İstifa, onur, devlet

Maraş’ta kan gövdeyi götürürken İçişleri Bakanlığı koltuğunda eski bir general İrfan Özaydınlı oturuyordu. 1978’in o uğursuz Aralık ayında sadece bir hafta içinde ana karnındaki çocuklar da dahil 150 kişi öldürülmüş, Alevilere ait evler, dükkanlar yakılmış, on binlerce kişi şehirden göçmüştü.  İrfan Özaydınlı beş gün boyunca uyumadı. Ardından “olaylarda solcuların da payı var” gibi bir laf edince partisinden de tepkiler yükseldi. 2 Ocak 1979 günü bir mektup yazdı ve istifasını Başbakan Bülent Ecevit’e sundu. Ertesi gün CHP grubunda konuşmak ve vedalaşmak için Meclis’e geldiğinde 013 plakalı devasa Chevrolet makam arabasını bırakmış, basit beyaz bir Ford Taunus kullanıyordu. Onurlu bir adam olarak öldü.

Kontrgerillanın götürdüğü Özaydınlı’nın koltuğuna Cumhuriyetin 42. İçişleri Bakanı olarak CHP’nin genç ve karizmatik senatörü Hasan Fehmi Güneş geçti.  1979 yılı boyunca siyasi cinayetler, katliamlar sürdü. Abdi İpekçi gibi gazeteciler, aydınlar öldürüldü. Şiddet giderek yükseldi. Güneş pek çok kez istifaya davet edildi. Ancak umursamadı. Güvenliği sağlamak için kurduğu “sokak timleri” pek çok masumun işkence görmesine,  yıllarca hapislerde çürümesine yol açtı. Ve 10 ay sonra  çok daha rezil bir biçimde istifa etmek zorunda kaldı.

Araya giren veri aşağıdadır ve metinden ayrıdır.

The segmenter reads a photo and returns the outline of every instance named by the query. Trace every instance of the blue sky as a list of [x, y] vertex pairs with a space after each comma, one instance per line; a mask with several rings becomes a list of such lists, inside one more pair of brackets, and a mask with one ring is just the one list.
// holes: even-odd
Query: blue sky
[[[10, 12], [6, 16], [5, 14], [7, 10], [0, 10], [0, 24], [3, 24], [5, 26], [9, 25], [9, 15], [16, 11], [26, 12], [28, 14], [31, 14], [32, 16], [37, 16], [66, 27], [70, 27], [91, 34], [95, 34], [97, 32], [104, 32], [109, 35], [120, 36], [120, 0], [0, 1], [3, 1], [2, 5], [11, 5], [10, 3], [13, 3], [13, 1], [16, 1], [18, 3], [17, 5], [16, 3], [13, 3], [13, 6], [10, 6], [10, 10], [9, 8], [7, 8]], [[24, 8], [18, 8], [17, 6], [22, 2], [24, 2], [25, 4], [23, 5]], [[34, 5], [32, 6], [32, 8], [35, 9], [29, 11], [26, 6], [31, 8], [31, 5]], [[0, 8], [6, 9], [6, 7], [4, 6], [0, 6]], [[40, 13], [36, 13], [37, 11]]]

 Hasan Fehmi, Özaydınlı’nın tenezzül etmediği  kırmızı 013 plakalı siyah Chevrolet ile Aynur Aydan adlı bir uvertür şarkıcının  evinin önünde görüntülendi. 40 civarında filmde de oynayan Aydan Bakan’la üç ay önce İzmir’de Efes Oteli’nin asansöründe tanıştığını ve aralarında duygusal bir ilişki olduğunu anlatıyordu. Güneş ise komploya uğradığını söyledi ama kendisi de dâhil hiç kimseyi inandıramadı.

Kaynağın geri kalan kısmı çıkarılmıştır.